Actual behavior Planning Solution consumer and deeclone running in different thread and are not synchronized. If you edit a planning solution in the solution consumer it can influence the running planning if the edit took place before deepclone happend.
To Reproduce
- Create a Planning with a PlanningEntity having a bi-directional relationship(invers Shadow Variable)
- Start solving with solver manger and add a best solution consumer
- In best solution consumer change one side of the bi directional relation ship
- Wait for the IllegalStateException. It happens only if bestSolutionConsumer thread is faster than the thread executing the planning
Environment
Timefold Solver Version or Git ref: 1.21.0
Output of java -version: Eclipse Temurin JDK 21.0.6+7-LTS
Output of uname -a or ver: 24.3.0 Darwin Kernel Version 24.3.0: Thu Jan 2 20:24:23 PST 2025; root:xnu-11215.81.4~3/RELEASE_ARM64_T6020 arm64
Additional information
Provide any and all other information which might be relevant to the issue.
Hello @jason076, and thanks for reporting!
What you're saying makes sense - the solution needs to be cloned before the event is fired. In fact, it has been designed like this, and it's worked like this for years. Which makes me question if there could be something else going on as well.
Any chance you could provide a reproducer that we could run on our end?
I will try to find some time to do it. What I already checked is that my deep cloning is working correct. So thats not the issue.
I am still trying to replicate it. What I found until now is that is only happens on phase change between construction heuristic and local search, hence on the first found solution. If I start manipulating the solution after local search started everything is working fine.
I finally could reproduce it. Just run gradle build and gradle run and it should throw the exception.
reproducer.zip
Thank you, @jason076!
I saw that you have an open PR for the issue. Is there any estimation when the fix will be released?

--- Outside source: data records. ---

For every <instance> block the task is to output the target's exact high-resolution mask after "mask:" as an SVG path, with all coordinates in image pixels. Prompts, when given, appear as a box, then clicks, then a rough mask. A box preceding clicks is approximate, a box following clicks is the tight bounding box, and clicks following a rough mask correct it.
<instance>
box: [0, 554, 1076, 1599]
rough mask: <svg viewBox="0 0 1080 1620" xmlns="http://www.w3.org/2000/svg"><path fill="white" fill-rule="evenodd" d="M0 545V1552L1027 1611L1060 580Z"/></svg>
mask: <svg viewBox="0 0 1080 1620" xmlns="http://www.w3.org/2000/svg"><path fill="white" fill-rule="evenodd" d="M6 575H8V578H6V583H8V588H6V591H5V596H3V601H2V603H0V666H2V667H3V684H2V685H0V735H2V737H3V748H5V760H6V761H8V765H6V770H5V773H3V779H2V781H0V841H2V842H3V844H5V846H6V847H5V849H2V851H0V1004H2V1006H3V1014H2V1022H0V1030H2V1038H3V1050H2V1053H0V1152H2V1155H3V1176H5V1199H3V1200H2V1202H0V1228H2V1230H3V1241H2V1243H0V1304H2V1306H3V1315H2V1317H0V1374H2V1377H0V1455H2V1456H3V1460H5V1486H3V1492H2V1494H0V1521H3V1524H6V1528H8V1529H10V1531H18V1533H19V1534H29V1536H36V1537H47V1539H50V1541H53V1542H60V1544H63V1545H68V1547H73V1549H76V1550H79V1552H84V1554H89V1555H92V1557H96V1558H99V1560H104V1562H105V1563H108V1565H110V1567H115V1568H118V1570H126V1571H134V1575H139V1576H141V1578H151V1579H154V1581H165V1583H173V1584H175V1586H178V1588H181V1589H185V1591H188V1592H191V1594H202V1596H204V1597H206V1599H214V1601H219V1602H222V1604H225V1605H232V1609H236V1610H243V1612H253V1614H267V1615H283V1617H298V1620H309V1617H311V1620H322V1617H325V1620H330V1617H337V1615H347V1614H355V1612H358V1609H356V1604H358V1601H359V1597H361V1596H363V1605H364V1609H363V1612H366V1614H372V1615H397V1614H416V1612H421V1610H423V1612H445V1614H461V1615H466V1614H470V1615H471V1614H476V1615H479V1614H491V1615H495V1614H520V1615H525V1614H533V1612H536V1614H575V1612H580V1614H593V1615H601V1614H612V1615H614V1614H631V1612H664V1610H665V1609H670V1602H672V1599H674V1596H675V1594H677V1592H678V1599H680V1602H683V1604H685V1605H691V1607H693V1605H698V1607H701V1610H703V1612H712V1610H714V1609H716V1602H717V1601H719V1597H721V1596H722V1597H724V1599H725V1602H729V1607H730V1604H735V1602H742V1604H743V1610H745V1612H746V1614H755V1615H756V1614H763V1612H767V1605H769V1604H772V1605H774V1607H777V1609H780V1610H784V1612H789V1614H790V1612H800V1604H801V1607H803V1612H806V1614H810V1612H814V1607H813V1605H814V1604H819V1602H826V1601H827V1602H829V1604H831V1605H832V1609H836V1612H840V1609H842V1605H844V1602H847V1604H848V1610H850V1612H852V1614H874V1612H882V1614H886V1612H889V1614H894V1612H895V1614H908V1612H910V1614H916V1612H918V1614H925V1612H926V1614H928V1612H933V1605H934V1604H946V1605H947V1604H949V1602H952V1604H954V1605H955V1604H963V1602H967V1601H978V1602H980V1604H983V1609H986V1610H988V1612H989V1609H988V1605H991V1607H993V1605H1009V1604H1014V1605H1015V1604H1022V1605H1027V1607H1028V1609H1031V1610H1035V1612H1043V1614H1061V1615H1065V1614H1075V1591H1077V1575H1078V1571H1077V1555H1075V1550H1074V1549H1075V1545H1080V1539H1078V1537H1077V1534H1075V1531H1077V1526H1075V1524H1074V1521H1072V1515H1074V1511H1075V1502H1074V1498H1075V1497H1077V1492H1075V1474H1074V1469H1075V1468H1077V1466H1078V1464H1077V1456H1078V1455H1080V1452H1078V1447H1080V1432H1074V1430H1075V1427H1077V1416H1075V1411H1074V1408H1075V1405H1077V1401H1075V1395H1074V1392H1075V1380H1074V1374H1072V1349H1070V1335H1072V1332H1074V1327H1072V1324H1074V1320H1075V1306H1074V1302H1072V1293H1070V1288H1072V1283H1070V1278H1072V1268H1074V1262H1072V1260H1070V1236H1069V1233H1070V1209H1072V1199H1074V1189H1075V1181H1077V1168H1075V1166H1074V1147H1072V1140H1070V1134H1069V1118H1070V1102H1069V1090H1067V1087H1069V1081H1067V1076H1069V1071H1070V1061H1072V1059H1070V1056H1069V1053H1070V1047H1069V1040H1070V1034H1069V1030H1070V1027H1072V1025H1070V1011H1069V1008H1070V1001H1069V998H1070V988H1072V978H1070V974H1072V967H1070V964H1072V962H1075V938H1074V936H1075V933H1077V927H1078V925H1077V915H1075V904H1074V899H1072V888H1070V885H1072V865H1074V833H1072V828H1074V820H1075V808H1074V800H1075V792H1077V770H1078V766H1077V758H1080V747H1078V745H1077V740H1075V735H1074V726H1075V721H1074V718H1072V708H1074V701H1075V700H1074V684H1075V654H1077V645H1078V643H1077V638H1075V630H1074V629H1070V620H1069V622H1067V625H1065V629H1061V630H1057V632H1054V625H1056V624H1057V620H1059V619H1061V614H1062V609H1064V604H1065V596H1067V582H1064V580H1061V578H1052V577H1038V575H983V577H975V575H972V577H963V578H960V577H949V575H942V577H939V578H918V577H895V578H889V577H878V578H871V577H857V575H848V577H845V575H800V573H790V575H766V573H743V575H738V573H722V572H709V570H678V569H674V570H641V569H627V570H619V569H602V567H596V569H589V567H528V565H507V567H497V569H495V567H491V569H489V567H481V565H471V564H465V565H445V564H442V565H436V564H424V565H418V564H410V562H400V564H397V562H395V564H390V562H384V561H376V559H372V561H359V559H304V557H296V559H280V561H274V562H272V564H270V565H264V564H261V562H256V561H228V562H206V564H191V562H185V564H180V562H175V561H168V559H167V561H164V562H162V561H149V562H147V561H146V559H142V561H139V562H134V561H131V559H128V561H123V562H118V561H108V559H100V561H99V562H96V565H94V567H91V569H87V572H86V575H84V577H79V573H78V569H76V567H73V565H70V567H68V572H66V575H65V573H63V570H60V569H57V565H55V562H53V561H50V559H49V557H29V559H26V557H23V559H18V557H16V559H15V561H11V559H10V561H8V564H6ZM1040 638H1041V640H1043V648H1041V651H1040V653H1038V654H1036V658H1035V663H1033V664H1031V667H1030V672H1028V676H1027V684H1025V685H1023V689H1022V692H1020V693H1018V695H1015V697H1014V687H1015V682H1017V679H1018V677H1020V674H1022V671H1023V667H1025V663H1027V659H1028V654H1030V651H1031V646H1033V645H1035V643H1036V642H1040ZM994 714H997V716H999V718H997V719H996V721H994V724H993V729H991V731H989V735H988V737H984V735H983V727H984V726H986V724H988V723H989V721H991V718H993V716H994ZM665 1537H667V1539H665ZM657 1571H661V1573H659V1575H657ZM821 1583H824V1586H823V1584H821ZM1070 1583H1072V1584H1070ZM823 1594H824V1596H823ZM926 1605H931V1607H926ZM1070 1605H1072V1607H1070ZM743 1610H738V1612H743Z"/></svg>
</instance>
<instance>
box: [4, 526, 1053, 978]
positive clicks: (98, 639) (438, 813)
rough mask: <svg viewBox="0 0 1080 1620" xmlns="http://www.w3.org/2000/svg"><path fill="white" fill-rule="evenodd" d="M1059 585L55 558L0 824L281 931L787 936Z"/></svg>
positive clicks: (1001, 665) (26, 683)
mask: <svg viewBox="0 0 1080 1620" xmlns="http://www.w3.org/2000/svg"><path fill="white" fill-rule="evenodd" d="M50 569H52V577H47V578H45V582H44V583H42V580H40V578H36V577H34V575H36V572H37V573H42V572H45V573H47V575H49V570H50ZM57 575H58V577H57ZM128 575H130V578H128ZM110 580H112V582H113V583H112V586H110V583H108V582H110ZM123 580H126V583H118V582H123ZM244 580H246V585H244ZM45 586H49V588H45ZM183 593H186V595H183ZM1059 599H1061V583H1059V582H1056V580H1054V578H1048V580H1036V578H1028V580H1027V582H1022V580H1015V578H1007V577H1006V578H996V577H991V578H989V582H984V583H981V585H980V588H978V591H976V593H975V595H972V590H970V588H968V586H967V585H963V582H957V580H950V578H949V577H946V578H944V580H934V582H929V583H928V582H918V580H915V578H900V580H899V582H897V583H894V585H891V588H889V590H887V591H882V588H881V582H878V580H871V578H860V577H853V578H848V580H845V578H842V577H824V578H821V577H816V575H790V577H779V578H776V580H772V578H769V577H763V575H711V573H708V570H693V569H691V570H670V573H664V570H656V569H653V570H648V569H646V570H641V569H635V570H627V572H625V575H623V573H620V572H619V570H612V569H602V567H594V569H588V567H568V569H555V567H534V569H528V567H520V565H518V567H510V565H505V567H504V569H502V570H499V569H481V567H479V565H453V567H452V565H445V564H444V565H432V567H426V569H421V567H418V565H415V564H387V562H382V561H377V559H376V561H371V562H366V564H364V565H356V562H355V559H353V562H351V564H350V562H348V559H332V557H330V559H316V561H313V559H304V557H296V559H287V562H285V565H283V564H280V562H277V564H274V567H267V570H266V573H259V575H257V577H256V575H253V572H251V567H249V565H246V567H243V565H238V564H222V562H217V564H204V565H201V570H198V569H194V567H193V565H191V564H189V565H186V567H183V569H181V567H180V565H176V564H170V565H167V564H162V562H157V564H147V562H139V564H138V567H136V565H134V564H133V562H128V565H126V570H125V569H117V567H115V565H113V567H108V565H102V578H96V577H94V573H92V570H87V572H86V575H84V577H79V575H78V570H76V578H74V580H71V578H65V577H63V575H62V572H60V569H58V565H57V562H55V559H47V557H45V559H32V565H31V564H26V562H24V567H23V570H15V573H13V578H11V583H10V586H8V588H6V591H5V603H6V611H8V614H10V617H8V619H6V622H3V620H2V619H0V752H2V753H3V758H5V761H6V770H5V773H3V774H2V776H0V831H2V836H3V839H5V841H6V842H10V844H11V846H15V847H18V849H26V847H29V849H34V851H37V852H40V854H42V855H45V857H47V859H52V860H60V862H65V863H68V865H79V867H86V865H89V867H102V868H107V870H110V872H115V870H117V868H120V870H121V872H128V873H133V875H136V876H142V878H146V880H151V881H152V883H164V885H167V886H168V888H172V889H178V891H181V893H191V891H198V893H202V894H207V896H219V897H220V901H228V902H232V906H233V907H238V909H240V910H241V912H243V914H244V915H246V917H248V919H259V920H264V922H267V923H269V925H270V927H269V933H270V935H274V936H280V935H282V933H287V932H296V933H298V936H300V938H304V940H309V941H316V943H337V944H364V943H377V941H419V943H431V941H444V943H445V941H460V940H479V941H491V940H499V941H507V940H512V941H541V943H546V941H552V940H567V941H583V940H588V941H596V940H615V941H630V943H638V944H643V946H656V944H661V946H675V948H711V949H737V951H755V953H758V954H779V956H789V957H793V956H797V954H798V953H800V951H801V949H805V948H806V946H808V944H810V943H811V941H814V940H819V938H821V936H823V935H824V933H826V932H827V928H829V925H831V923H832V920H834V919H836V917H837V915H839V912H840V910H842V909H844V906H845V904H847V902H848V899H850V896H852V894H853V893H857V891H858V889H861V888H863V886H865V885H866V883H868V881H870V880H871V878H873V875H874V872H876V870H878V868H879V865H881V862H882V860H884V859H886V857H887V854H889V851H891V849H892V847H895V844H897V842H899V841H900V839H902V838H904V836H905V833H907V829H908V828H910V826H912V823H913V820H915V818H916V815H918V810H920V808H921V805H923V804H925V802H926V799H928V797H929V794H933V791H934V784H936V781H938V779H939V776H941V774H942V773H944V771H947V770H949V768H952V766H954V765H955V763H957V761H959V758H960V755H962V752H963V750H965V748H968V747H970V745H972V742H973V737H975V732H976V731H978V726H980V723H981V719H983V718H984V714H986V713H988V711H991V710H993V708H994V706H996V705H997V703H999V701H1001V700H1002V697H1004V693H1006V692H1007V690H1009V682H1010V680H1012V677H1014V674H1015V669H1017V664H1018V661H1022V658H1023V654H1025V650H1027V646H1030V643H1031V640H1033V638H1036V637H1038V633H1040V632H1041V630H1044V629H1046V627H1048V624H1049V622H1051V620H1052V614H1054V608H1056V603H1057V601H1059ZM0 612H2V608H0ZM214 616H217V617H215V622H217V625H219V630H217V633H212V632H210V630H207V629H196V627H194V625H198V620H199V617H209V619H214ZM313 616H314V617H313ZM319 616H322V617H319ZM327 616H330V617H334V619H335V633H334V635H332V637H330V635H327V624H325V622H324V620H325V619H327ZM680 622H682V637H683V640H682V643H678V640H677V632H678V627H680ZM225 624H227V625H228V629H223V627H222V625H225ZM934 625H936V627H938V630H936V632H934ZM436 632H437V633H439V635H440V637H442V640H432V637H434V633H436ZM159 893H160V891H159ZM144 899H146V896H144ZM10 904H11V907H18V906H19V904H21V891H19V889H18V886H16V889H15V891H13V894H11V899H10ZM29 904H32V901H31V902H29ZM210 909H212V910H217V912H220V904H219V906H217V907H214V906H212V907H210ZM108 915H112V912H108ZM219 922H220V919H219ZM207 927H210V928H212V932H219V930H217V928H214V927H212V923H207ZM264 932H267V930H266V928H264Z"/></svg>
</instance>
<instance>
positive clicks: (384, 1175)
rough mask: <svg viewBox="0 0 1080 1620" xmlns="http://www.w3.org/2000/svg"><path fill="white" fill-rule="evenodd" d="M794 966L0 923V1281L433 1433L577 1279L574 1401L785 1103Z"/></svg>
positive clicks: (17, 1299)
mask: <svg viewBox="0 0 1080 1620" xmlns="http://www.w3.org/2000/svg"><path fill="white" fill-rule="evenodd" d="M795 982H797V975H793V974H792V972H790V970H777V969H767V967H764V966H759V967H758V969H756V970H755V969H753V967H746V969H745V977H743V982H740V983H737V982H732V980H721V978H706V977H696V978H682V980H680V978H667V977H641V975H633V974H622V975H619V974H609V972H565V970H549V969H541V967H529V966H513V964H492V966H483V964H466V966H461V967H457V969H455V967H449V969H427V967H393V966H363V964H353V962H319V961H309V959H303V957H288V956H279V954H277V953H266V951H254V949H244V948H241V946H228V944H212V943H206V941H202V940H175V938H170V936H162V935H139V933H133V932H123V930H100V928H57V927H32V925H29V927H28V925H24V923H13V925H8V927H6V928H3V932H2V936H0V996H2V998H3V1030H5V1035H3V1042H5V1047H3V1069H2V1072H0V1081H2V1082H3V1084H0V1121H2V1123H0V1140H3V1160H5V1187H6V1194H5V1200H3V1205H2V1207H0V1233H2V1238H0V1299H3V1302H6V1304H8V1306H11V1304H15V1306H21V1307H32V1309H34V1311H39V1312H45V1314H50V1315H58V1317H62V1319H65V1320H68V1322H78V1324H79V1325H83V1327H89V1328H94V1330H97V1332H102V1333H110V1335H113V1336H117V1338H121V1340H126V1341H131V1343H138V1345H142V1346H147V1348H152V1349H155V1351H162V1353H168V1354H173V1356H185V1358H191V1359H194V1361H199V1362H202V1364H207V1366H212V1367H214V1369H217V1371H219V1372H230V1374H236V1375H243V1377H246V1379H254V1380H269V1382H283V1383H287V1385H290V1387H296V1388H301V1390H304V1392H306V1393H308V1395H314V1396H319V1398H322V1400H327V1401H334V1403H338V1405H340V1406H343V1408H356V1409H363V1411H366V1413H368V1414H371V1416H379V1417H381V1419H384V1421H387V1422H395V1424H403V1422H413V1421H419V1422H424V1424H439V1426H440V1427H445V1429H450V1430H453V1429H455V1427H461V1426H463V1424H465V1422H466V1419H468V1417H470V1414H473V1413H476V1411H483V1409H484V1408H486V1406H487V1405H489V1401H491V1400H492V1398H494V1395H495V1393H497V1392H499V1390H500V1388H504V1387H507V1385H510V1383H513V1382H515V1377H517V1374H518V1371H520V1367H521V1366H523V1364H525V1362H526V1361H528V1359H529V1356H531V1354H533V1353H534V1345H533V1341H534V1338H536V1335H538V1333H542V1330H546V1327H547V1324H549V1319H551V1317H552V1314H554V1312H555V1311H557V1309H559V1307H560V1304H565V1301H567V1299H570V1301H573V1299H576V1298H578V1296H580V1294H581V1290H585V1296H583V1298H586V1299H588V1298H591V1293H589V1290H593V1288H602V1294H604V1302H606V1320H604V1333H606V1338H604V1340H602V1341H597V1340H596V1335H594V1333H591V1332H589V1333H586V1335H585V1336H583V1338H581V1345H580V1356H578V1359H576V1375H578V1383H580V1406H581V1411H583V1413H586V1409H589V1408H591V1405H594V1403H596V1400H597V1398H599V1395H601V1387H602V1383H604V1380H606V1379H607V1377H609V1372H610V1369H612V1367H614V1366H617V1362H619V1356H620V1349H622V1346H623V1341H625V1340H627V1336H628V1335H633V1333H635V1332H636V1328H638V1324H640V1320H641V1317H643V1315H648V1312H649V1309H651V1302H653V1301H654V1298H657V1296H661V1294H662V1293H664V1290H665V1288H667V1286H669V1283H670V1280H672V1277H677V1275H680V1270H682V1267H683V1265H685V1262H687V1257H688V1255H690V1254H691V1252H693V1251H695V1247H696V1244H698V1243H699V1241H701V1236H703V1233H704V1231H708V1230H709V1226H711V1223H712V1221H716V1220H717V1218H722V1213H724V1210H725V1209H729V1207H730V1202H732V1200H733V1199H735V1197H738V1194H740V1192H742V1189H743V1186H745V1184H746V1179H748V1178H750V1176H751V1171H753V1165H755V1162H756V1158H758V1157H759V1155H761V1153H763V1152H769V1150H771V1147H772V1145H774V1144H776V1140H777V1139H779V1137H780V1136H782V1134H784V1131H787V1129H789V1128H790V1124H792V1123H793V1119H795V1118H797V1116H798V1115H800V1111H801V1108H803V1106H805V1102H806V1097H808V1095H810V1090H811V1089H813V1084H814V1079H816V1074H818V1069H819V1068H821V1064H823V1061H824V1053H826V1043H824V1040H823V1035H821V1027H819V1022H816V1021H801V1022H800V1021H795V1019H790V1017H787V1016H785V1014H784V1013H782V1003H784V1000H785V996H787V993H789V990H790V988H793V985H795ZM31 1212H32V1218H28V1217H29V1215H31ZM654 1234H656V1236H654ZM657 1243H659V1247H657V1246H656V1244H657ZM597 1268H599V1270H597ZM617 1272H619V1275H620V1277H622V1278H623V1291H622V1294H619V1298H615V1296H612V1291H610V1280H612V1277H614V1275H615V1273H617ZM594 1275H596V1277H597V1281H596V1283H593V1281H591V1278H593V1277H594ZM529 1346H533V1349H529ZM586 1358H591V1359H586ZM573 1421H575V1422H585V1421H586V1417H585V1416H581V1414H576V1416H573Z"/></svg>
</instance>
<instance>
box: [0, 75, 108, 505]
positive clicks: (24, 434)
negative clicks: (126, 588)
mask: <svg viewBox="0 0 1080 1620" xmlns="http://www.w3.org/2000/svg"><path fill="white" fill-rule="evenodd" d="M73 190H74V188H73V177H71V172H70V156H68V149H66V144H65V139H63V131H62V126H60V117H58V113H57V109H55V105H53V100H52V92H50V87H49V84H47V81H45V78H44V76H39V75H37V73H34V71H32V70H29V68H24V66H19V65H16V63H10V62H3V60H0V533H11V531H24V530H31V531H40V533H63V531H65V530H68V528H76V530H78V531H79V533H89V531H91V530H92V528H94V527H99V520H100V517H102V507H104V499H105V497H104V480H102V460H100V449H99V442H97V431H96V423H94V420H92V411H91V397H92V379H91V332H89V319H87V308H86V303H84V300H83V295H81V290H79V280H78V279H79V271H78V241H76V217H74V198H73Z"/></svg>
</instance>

Will it take more than two weeks to be available in a new version? It's important for me to know, because if it will be released soon, I will create no workaround for it.
The next release is scheduled for June 10th.
FYI @jason076 We will be reverting the commit we introduced to "fix" this issue.
The fix is not a fix. It prevents users from affecting the solution by changing entites. But it doesn't prevent the user from affecting the solution by changing problem facts, or anything else in the solution - those aren't being cloned at all.
In fact, the "fix" makes the situation worse - it introduces cloning performance overhead, while still requiring users to remember to never touch an intermediate best solution while the solver is running.
We will be updating the docs and Javadocs to say just that - intermediate best solutions can not be modified safely and without side effects. Only the final best solution can be safely modified.